Wanting peace for its own sake is like wanting a parking spot for its own sake. Once you get it, then what? Do you just sit in your car? Or did you have a purpose for parking here? Once you find peace, do you just sit there feeling peaceful? Or is there a reason to park yourself in a peaceful place?
The purpose of Zen meditation, we are taught, is not to attain peace (which comes and goes) but to understand ourselves. When we ask what it means to practice or to live “properly,” what we are really asking is: What am I? What is my relationship to the world? What can I do?
Our minds tell lots of stories about the world and about ourselves. Some of the stories cause pain. When we notice our painful stories, we might invent new stories to make ourselves happy. The problem is that none of the stories are true. Buddhism teaches that, when we’re guided by our mental stories, instead of by the world itself, we’re living in delusion. In seeking out better stories, we’re really just seeking the best delusion.
We might ask ourselves about the “terrible” people who commit wrongdoing, stirring up new stories and initiating a cycle of more storytelling. We know, inside, that none of the stories are really true, so we keep looking for a better one. We react to these stories as if they are true and end up doing battle with our own delusions. We fire weapons of fear and anger at illusory targets, and we risk injuring people in the real world.
But there’s something beneath those stories. It’s called not-knowing mind. Not-knowing mind is like a shiny ball that reflects things as they are, before judgments, opinions, and stories. It’s the mind that responds to things as they are, rather than reacting to the stories we construct about things. It’s a mind that sees suffering and says, “I will try to help,” without entertaining the distractions.
Many longtime meditators come to see that their thoughts cannot possibly encapsulate the wholeness of life. So, they cut through the cycle of delusion by continually returning to not-knowing mind. This mind doesn’t suppress our worried thoughts. It sees them for what they are.
So, to meditate “properly,” with the pain of the world might mean to not grab on to thoughts about the pain of the world, nor to push them away. Instead, we return over and over to the Big Question that all these thoughts are trying to answer: What is my relationship to the suffering of the world? No single answer can contain the truth of this question, so our practice, again and again, is to return to not-knowing.
Slowly, but surely, the deep pain of stories we tell ourselves can begin to dissolve, like thought-smoke being blown away. When the smoke is gone, you finally directly experience the heat from which the smoke arises: your love and compassion. They are very powerful and, sometimes, very painful.

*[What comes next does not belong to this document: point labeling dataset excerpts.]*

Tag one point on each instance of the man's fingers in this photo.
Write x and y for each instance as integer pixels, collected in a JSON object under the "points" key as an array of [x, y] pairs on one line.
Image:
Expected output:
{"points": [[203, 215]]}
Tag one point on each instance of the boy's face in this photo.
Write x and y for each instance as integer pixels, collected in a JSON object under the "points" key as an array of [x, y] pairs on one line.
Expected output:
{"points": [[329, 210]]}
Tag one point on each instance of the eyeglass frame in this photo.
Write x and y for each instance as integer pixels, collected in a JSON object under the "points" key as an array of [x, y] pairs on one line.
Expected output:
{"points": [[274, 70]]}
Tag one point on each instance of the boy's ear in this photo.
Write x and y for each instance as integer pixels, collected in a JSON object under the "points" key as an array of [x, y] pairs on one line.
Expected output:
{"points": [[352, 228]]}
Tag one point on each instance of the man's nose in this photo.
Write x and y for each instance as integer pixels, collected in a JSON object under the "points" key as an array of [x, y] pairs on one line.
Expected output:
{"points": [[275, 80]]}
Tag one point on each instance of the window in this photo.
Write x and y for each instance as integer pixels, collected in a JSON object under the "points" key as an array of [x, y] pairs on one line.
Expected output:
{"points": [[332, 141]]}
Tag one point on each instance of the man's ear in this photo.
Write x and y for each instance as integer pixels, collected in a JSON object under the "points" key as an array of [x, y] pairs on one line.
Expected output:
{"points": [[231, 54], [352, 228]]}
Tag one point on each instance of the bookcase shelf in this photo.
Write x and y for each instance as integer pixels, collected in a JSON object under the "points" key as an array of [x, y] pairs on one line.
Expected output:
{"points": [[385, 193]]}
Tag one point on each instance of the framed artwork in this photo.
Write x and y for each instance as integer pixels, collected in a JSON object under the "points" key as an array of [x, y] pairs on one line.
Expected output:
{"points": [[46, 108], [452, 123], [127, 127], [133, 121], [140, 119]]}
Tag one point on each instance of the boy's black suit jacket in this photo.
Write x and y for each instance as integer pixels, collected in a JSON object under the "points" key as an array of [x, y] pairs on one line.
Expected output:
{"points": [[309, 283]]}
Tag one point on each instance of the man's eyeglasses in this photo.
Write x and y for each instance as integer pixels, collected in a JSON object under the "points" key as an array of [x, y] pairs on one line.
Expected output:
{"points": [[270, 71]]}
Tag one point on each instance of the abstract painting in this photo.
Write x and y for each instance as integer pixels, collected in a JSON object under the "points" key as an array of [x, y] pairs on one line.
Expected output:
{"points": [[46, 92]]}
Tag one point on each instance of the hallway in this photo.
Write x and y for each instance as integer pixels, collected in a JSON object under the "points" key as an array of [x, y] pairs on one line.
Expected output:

We generally try to avoid this heat with our stories, but if we can sit with it, resting in not-knowing, eventually love and compassion move us. We find a way — perhaps without even knowing it — to relate lovingly and helpfully to the suffering of the world.
In fact, a deep wisdom resides before all the stories arise, and it already knows what to do in each moment. The trick, from a meditator’s perspective, is not to cover over that intuitive knowing. Moment by moment, we return to not knowing, to take care of the business at hand. We allow ourselves to not know, to see and hear the world’s suffering, and to be with it. When we see clearly, acting clearly appears by itself.
At that point, the function of inner peace as well as practicing and living “properly” become perfectly clear: How can I help?